Bajo esta identificación del posible gasto directo de la “reconstrucción” de la vivienda, habría que agregar otros gastos para la provisión de servicios públicos, de ser el caso, como agua, pavimentación, energía eléctrica, entre otros. En general, ambos tipos de gastos son netamente de capital o de inversión, por lo que deberían ser amortizados o depreciados a lo largo de un amplio periodo de tiempo y asociados a su esperado efecto multiplicador, en empleo y producción, sobre el conjunto de la economía. Hecho, este último, que difícilmente se visualiza en el “matra” de la burocracia política federal.
Así, la “economía convencional de la vivienda y la investigación económica virtualmente ignora las interacciones con la macroeconomía” (Leung, 2004). En contraste, convencionalmente, la construcción ha sido considerada por los economistas, como una “actividad motriz” (Schultze, 1965), dado que encadena una demanda de insumos y servicios de otras actividades productivas (Viernes 21 de junio de 2013, El ciclo económico de la vivienda y la crisis financiera, El Semanario). De la misma manera, la vivienda tiene un comportamiento asociado al ciclo económico general, con una expansión y contracción que pueden durar hasta treinta años, influidos, además, por los cambios en población, disponibilidad de créditos y viviendas vacantes. Así, es reconocido que la vivienda constituye una parte significativa tanto de la riqueza como del gasto de las familias.
En el caso de Estados Unidos (USA), hace una década la cuenta del PIB en vivienda (housing GDP accounts) representaba 16.3% (Based on National Income and Product Accounts, 1/27/06, USA), del total de todos los bienes y servicios producidos en un año nacionalmente. Tal porcentaje del PIB explicaría por qué para fines de los años ochenta se estimaba que la vivienda constituía 50% del capital del país (Buckley, 1989). Dicho de otra manera, la mitad de la riqueza del vecino país se acumulaba en la vivienda.
En el caso de México, la vivienda ha sido estudiada mayormente desde el punto de vista social, considerándosele para fines del PIB como un componente más de la construcción, con una clara subestimación de su importancia económica. En México no existían mediciones adecuadas de la importancia macroeconómica de la vivienda hasta la realización, en 2006, de un estudio del INFONAVIT que evidenció que el gasto (consumo e inversión) de las familias en vivienda en 2000 fue 11.9% del PIB, en tanto representó 11.3% y 10.8% en el 2002 y 2004, respectivamente.
Más recientemente y a raíz del estudio del INFONAVIT, el INEGI dio a conocer que en 2012 la vivienda, como actividad económica medida en una cuenta satélite que permite captar entrecruzamientos económicos sectoriales, equivalía a 14.1% del PIB, imputando el pago de alquiler, e involucraba, por lo tanto, más 3 millones de empleos generados.

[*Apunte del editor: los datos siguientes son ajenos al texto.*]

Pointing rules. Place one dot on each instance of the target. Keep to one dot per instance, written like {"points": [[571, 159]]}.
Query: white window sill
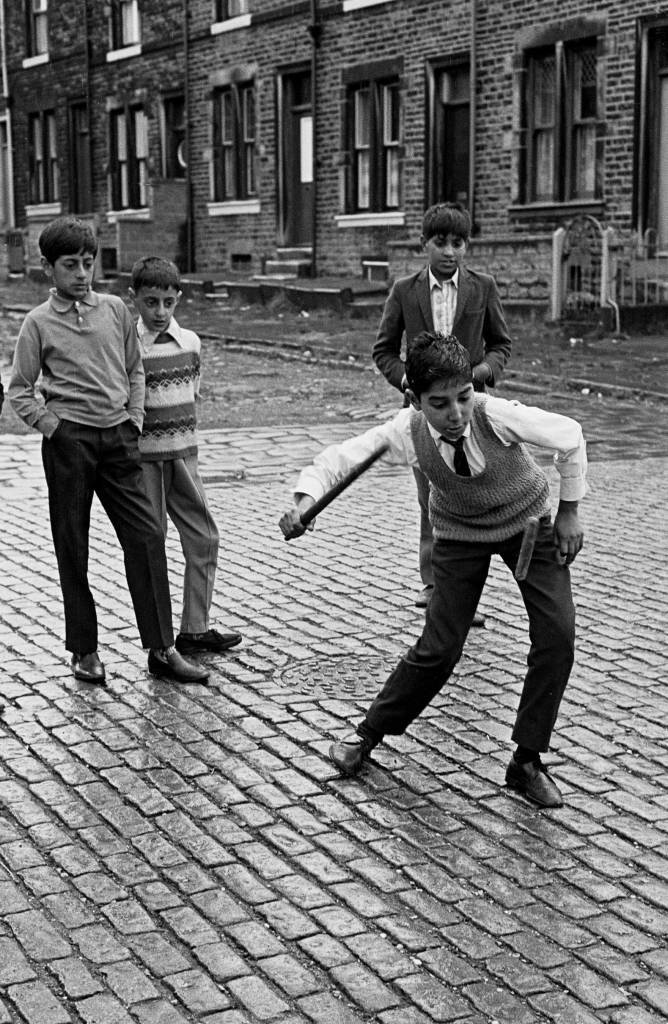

Estas cifras evidencian la importancia económica nacional y regional que es de esperarse genere la “reconstrucción” de la vivienda, tanto por la demanda directa de insumos, como por la generación de empleo.
Ante la importancia social y económica de la vivienda, muchos desearíamos que nuestros funcionarios vean más allá de la emergencia y la “reconstrucción” física y tengan una visión estratégica, integral y equitativa para atender a nuestros compatriotas en estas horas bajas que vive México y que se ya prolongan por varios lustros. Siempre reconstruir, dice la sabiduría popular, es más difícil que construir; ojalá y no sea el caso para este país.